In a November 21 “News Analysis” examining the political significance of the announcement by scientists in Wisconsin and Japan that they had successfully reprogrammed skin cells to function like embryonic stem cells without having to destroy an embryo, New York Times reporter Sheryl Gay Stolberg wrote: “The findings have put people on both sides of the stem cell divide on nearly equal political footing.” She wrote that President Bush “has steadfastly maintained that scientists would come up with an alternative method of developing embryonic stem cells, one that did not involve killing embryos.” She added: "[N]ow that scientists in Japan and Wisconsin have apparently achieved what Mr. Bush envisioned, the White House is saying, 'I told you so.' " But at no point did Stolberg mention what Gina Kolata reported in a separate New York Times article on the same day -- that Dr. James A. Thomson, who led the research at the University of Wisconsin, said that, in Kolata's words, “it would be premature to abandon research with stem cells taken from human embryos.”

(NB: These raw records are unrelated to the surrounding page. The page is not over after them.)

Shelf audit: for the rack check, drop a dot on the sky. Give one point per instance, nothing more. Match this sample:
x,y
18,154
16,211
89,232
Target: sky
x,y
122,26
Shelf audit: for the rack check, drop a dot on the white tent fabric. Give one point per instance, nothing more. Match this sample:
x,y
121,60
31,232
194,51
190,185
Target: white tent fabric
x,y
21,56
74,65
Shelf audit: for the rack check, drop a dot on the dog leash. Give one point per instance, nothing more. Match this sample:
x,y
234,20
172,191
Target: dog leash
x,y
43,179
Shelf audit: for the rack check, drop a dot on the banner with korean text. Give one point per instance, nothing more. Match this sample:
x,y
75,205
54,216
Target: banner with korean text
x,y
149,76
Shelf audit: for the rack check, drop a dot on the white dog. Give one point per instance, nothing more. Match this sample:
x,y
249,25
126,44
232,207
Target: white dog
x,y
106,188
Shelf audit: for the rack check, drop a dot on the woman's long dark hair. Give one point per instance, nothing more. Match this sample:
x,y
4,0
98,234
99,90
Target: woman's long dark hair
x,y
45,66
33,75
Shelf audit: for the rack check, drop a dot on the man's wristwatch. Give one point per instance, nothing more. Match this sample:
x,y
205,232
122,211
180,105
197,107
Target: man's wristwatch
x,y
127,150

Stolberg reported that "[t]he president and his aides have been quietly monitoring the Wisconsin experiments for months." Notwithstanding the reported attention the White House gave to Thomson's research, Stolberg gave no indication that she asked the administration to respond to Thomson's reported admonition that embryonic stem-cell research should continue.
Stolberg also wrote that "[t]he new findings could defuse the issue in the 2008 campaign, or at least that is the hope of candidates like [Republican presidential candidate Mitt] Romney." The fact that at least one of the scientists responsible for the breakthrough is saying that embryonic stem-cell research should continue is relevant to an assessment of whether the issue will be, or should be, “defuse[d] ... in the 2008 campaign.”